A Sparse Representation of Social Media, Internet Query, and Surveillance Data to Forecast Dengue Case Number using Hybrid Decomposition- Bidirectional LSTM
Authors: Wiwik Anggraeni, Eko Mulyanto Yuniarno, Reza Fuad Rachmadi, Pujiadi, Mauridhi Hery Purnomo
Number of views: 102
Dengue fever is an endemic disease that occurs throughout the year. Forecasting cases of dengue fever based on actual data is needed for monitoring and taking action.
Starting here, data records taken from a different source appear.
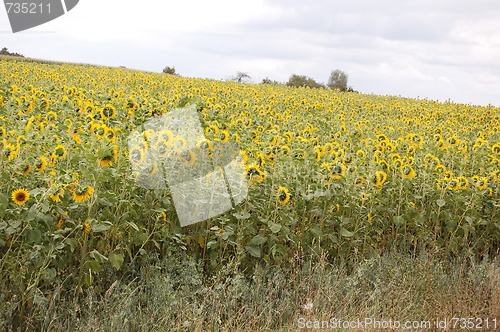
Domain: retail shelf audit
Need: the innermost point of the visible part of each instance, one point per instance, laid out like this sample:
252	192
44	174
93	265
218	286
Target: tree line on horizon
337	80
5	51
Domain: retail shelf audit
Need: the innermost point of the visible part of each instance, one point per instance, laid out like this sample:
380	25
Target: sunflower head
20	196
283	195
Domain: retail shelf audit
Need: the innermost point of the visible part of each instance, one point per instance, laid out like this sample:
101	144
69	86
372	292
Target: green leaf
274	227
316	232
212	245
93	265
71	242
344	232
133	225
4	202
398	220
98	256
441	202
116	260
254	251
258	240
225	235
33	236
242	215
101	226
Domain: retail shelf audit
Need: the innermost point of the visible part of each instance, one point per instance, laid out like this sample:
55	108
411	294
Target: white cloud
437	49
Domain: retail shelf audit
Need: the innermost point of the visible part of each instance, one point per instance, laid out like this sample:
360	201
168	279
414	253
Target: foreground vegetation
347	192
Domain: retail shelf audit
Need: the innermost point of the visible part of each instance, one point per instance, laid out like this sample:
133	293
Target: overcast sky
436	49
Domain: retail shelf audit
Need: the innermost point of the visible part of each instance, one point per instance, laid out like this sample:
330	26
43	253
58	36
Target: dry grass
172	295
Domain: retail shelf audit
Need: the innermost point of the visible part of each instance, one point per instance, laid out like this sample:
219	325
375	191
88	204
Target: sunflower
41	165
137	155
179	144
223	136
336	171
463	182
56	196
453	184
81	196
379	178
254	173
60	151
86	227
108	112
482	183
408	172
20	196
360	154
51	116
162	147
106	160
188	158
496	149
283	195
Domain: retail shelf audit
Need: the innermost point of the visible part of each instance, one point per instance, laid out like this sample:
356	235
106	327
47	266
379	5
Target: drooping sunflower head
20	196
83	194
41	164
283	195
109	111
408	172
379	178
60	151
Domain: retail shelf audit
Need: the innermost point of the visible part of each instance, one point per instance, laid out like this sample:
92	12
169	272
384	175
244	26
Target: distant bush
5	51
301	80
169	70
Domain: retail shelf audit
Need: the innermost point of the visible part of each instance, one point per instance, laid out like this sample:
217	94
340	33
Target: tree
267	80
241	77
169	70
338	80
301	80
5	51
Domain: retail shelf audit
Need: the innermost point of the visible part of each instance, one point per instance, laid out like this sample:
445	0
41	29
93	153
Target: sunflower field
349	174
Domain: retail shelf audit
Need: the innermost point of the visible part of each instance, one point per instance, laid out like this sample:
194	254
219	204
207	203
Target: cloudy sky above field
436	49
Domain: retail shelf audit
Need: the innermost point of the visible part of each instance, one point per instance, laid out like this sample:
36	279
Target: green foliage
303	81
5	51
241	77
338	80
169	70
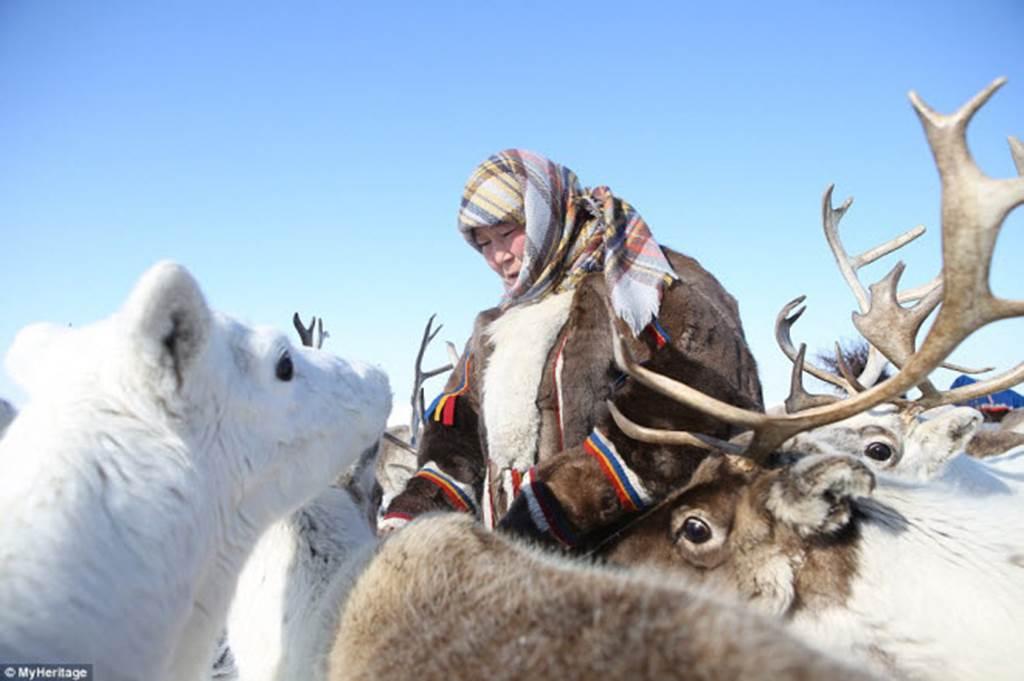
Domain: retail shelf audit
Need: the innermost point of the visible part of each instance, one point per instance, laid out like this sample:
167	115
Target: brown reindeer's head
782	538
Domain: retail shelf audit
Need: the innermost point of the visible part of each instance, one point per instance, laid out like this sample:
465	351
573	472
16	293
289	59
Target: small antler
306	333
418	402
1017	152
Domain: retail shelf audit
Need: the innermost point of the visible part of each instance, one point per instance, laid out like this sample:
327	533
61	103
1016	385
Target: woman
521	435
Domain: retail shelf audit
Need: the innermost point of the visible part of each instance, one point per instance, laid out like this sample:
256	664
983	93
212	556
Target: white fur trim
522	338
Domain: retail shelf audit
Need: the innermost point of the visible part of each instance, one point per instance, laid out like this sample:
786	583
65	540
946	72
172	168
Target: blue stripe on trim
455	485
617	466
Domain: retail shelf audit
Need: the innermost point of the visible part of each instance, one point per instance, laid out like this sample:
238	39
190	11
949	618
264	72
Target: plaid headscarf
526	188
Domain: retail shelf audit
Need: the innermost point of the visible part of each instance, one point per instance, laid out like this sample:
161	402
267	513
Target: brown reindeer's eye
285	370
879	452
695	530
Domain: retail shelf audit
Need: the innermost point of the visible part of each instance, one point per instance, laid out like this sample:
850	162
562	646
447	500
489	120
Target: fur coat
526	441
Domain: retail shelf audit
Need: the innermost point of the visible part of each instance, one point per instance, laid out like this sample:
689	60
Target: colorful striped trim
458	494
394	520
662	337
546	512
442	409
627	484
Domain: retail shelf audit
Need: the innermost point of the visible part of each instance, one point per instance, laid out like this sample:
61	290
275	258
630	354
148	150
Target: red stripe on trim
448	412
516	482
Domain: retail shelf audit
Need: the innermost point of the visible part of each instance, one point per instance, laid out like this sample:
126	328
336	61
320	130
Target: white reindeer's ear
814	494
168	321
944	433
394	465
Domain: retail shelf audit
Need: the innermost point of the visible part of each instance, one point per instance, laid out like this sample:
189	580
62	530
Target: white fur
522	338
939	588
285	612
922	442
156	447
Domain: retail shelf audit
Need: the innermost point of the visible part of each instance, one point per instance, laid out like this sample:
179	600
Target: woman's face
502	246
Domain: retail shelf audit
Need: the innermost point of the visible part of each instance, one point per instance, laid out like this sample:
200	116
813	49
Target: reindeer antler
418	403
306	333
974	208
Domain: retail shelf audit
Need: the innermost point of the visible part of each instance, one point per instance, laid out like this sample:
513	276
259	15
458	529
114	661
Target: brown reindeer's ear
813	495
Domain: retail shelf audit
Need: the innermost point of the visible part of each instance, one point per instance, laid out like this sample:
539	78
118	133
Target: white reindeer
156	448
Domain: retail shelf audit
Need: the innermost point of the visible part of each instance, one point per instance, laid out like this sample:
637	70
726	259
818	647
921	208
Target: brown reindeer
920	581
497	609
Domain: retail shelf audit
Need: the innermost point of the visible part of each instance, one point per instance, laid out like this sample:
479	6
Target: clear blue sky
309	156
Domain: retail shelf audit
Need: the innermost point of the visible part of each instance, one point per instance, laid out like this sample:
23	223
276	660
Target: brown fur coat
539	378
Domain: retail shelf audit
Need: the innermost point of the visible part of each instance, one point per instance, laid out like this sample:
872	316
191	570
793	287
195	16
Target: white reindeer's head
275	421
904	442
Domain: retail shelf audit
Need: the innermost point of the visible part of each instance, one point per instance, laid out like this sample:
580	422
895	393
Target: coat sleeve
451	458
581	494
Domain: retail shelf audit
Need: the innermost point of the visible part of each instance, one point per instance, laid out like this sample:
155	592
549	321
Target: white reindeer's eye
695	530
285	369
879	452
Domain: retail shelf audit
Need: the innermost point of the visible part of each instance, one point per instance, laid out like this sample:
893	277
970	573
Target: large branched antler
974	208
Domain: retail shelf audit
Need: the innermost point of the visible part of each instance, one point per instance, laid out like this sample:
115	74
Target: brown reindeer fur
730	494
445	599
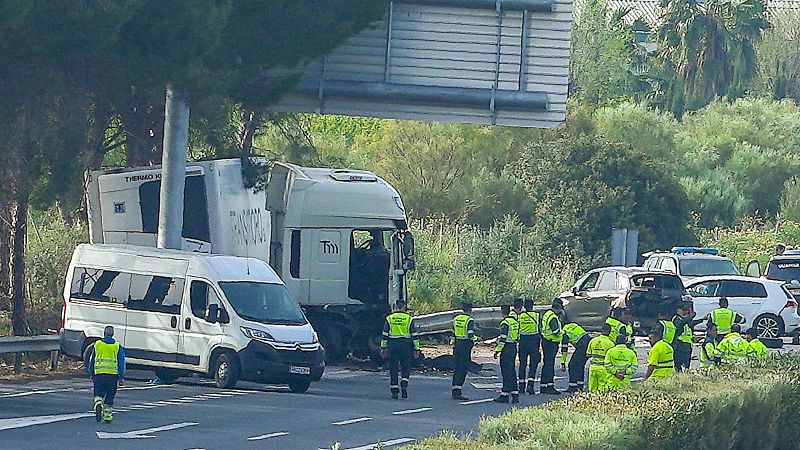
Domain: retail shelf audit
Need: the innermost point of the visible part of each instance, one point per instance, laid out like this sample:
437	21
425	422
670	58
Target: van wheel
226	370
167	376
299	386
769	326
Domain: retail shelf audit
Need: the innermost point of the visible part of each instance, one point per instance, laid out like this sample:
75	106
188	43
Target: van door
198	335
152	325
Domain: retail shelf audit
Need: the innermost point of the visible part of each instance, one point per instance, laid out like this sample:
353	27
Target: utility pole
173	170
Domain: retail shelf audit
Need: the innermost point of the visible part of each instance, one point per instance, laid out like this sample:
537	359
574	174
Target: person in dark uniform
507	351
401	345
463	340
529	347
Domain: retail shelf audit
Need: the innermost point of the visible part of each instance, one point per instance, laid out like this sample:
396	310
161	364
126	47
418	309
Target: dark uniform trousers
462	352
400	356
577	363
529	352
549	351
105	387
508	367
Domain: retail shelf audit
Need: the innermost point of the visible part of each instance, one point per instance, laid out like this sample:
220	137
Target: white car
765	304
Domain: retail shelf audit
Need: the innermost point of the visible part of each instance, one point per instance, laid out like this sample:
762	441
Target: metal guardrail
22	344
442	322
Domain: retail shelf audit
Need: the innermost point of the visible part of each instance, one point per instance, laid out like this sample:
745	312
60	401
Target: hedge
755	406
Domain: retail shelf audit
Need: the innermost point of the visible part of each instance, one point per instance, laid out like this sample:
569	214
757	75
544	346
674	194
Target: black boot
503	398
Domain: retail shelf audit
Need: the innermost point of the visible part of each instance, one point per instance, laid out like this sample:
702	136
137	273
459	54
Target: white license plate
300	370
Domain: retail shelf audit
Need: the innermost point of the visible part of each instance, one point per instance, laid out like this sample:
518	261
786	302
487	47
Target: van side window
294	260
100	285
155	293
202	295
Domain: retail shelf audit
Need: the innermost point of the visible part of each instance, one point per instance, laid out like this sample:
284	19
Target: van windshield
263	302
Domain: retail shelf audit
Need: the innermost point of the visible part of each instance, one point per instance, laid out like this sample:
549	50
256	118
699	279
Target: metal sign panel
500	62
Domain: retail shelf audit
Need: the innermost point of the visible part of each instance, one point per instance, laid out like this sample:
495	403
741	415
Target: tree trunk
19	225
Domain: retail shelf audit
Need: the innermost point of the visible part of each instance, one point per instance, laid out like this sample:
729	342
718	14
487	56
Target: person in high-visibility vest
107	370
661	360
596	352
575	334
507	351
463	341
401	346
552	333
529	347
724	318
756	348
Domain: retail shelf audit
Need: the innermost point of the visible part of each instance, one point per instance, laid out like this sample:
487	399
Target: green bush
747	407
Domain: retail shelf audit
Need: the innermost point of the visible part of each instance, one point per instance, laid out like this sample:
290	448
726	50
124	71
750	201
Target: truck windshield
263	302
700	267
784	270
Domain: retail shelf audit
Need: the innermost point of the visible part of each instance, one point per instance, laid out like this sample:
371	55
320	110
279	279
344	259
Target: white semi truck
338	238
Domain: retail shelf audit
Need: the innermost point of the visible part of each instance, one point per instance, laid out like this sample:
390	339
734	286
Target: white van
179	312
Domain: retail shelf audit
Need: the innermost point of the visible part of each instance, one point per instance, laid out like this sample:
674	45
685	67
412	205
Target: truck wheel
769	326
299	386
226	370
167	376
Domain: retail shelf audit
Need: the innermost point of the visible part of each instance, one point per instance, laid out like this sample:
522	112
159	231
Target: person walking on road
756	348
529	347
107	370
661	361
552	333
574	334
709	352
724	317
507	351
620	363
596	352
401	345
463	341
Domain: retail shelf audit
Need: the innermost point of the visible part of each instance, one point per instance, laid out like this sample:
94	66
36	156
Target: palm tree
706	50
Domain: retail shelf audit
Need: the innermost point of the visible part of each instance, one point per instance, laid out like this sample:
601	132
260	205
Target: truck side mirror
753	269
212	313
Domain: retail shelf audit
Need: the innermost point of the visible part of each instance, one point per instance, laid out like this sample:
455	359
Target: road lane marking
267	436
474	402
383	444
21	422
143	434
410	411
351	421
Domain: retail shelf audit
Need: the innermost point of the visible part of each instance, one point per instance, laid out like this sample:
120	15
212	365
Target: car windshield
263	302
700	267
784	270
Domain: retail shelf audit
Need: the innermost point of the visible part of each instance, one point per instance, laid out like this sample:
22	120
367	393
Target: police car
690	262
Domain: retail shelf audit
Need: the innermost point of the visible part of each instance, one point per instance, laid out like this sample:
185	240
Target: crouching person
107	370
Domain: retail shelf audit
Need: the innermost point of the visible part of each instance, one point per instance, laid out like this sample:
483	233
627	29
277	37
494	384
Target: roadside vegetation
750	406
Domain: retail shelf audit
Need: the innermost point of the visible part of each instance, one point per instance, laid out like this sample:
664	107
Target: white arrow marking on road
410	411
383	444
21	422
473	402
143	434
267	436
348	422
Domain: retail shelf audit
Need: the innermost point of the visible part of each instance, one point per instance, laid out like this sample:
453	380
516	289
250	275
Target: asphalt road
352	408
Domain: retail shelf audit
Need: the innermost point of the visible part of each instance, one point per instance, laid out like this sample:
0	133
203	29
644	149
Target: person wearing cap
596	352
529	347
463	341
756	348
661	360
401	345
552	334
709	351
507	351
620	365
724	318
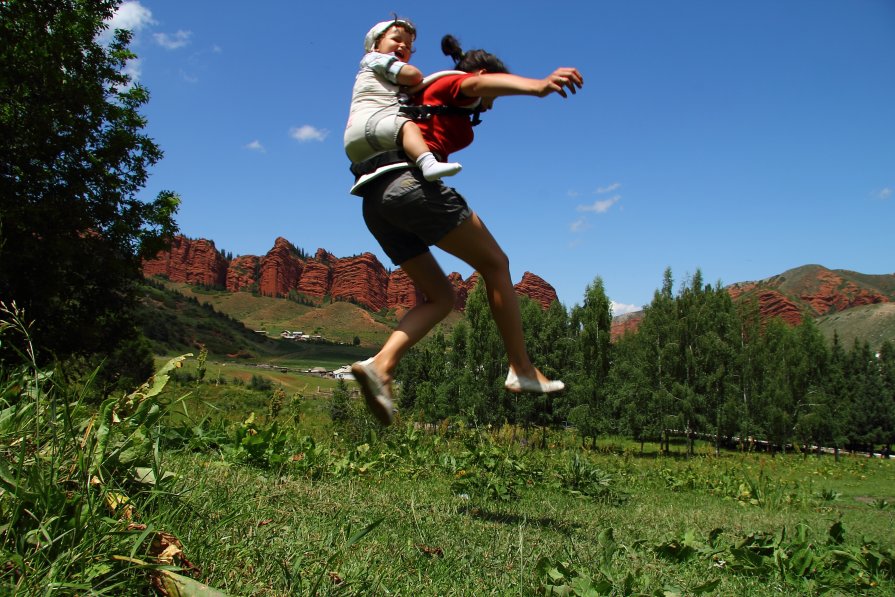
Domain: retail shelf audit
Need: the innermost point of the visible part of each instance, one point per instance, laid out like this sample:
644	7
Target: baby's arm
393	70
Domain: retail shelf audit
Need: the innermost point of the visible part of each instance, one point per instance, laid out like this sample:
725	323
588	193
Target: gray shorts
407	214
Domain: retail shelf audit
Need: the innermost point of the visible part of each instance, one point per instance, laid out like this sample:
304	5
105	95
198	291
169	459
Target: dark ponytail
473	60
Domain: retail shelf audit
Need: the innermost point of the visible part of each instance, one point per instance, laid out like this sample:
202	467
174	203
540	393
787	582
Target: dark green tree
73	157
868	402
887	371
591	330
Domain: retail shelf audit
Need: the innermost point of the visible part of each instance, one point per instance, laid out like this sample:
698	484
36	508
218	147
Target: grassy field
336	321
354	509
396	517
209	488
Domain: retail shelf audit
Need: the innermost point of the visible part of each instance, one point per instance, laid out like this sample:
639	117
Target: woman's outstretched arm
501	84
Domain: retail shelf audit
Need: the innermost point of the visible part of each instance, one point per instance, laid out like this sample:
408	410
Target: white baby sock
433	169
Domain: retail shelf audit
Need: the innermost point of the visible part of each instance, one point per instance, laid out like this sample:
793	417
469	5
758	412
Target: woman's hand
561	79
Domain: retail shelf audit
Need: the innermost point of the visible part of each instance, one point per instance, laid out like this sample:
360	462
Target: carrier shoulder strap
424	112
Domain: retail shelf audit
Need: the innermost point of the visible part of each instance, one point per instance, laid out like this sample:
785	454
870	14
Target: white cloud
173	41
131	15
613	187
601	206
621	308
306	132
579	225
133	69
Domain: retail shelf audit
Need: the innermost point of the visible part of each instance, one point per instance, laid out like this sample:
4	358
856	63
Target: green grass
258	500
275	532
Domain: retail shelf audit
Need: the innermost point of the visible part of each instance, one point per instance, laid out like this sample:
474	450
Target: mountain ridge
285	270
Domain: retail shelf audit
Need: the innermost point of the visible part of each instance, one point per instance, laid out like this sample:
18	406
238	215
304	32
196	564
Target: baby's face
396	41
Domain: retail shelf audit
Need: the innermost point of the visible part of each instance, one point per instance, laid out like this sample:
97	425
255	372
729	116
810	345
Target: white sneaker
377	394
517	384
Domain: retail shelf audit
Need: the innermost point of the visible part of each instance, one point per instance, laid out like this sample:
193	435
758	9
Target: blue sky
742	138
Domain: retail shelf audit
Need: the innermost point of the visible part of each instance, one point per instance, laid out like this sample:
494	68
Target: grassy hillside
874	323
178	323
337	321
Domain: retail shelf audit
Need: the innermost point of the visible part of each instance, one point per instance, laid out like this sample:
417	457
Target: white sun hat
378	29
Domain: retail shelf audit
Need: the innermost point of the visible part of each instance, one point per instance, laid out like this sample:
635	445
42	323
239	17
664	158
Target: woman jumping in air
407	214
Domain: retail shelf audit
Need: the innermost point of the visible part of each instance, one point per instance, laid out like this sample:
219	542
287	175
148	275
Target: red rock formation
190	262
623	324
537	289
402	292
280	269
460	290
324	256
362	280
773	304
242	273
835	294
316	279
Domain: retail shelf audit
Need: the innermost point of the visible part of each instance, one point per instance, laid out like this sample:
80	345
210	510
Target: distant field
337	321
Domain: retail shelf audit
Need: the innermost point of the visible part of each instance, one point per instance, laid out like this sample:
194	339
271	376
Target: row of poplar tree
698	366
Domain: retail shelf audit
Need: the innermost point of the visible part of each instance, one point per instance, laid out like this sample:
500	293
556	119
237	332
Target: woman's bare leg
416	323
473	243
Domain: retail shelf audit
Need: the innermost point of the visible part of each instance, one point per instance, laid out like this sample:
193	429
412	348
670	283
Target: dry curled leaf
431	551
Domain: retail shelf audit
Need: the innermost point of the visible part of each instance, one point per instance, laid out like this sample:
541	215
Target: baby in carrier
374	123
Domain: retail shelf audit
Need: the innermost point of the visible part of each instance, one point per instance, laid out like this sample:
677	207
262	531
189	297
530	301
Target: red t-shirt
446	133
Recently, developing countries have faced problems related to the dengue fever surveillance system caused by the data delay factor. On the other hand, availability and access to health-related information on the internet have changed people’s behaviors and habits. However, the effect of internet data usage has not been widely studied, especially in areas with different levels of internet penetration. This study examines the impact of dengue fever case reported data, Google Trends, Twitter, and climate data in areas with many cases and varying levels of internet penetration to forecast dengue fever cases. Split time-series cross-validation (STSCV) and blocked time-series cross-validation (BTSCV) are used to obtain various training and testing results. The hybrid Decomposition-Bidirectional Long Short-Term Memory(D-BiLSTM) method is proposed. D-BiLSTM applied to eight different scenarios across multiple level areas. According to the results of the experiments, the D-BiLSTM model with STSCV outperforms the BTSCV. In the high internet penetration area, the average error is 9,517, while in the low internet penetration area, it is 5,188. In areas with high internet penetration, adding the variables Google Trends and Twitter does not significantly reduce the error forecasting. However, in the low penetration area, the inclusion of Google Trends and Twitter significantly decreases errors. In general, the D-BiLSTM model performed well. Then, when compared with other approaches, the D-BiLSTM model as a whole can reduce the average RMSE and the average MAE of the comparison model by 94,120 and 45,132, respectively, in areas of high internet penetration with the best SMAPE model of 0.310. In the low internet penetration area, the average decline in RMSE and MAE was 54,390 and 19,362, with the best SMAPE model performance of 0.183.